Taking Weber’s definition of the state as ‘the exercise of a monopoly of legitimate violence over a given territory’, Anderson argues that a political revolution can come about by a break in any one of its terms—monopoly, legitimacy or territory—allowing the overthrow of an existing regime and its replacement by a new one. Since his essay extends backwards to the matrices of Tsarist Russia and Qing China in the nineteenth century, Anderson could with this conception have considered the February Revolution of 1917 in Russia and the Republican Revolution of 1911 in China, which brought down these two long-standing imperial regimes.
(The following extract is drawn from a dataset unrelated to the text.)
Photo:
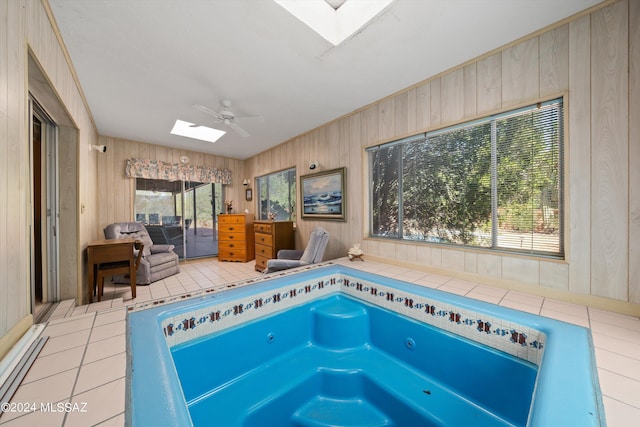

By omitting the anti-dynastic upheavals in the two countries, Anderson’s comparison focuses on the Communist-led revolutions that succeeded them, but says little about what defined them as Communist, as opposed to other types of regime change. The word ‘communism’ is used in the essay alternately in upper or lower case, sometimes ironically. But the ideologies of the parties that made these revolutions, and the kind of state formation they represented, are not specified. They need to be considered. From an international perspective, they established two rather different forms of ‘communism’, whose theoretical, political and economic strengths and weaknesses require their own historical assessment.
Intellectually speaking, the Russian Bolsheviks, under Lenin’s leadership, had long been actively engaged in the international labour movement, participating in many heated theoretical debates, and developing their own strategies for the organizational task of constructing—usually underground—a modern revolutionary party. Convinced that the development of advanced forces of production was a precondition for communism, the Leninist party viewed Russia’s majority peasantry with prudence, if not vigilance, as a potential bastion of petty-bourgeois commodity production in the countryside, that was likely to be an obstacle to the party’s goal of large-scale industrialization. This ideological commitment remained constant under Stalin and his successors. Stalinism interpreted Marxism mechanically and implemented it violently and dogmatically in a programme of brutal collectivization and forced industrialization before the war. Thereafter, expanding industrialization and increasing mechanization in agriculture were policy mainstays in the ussr. As Anderson notes, more than 80 per cent of the Russian population lived in the countryside in 1917, whereas by the 1980s its rural labour force accounted for merely 14 per cent of the national total.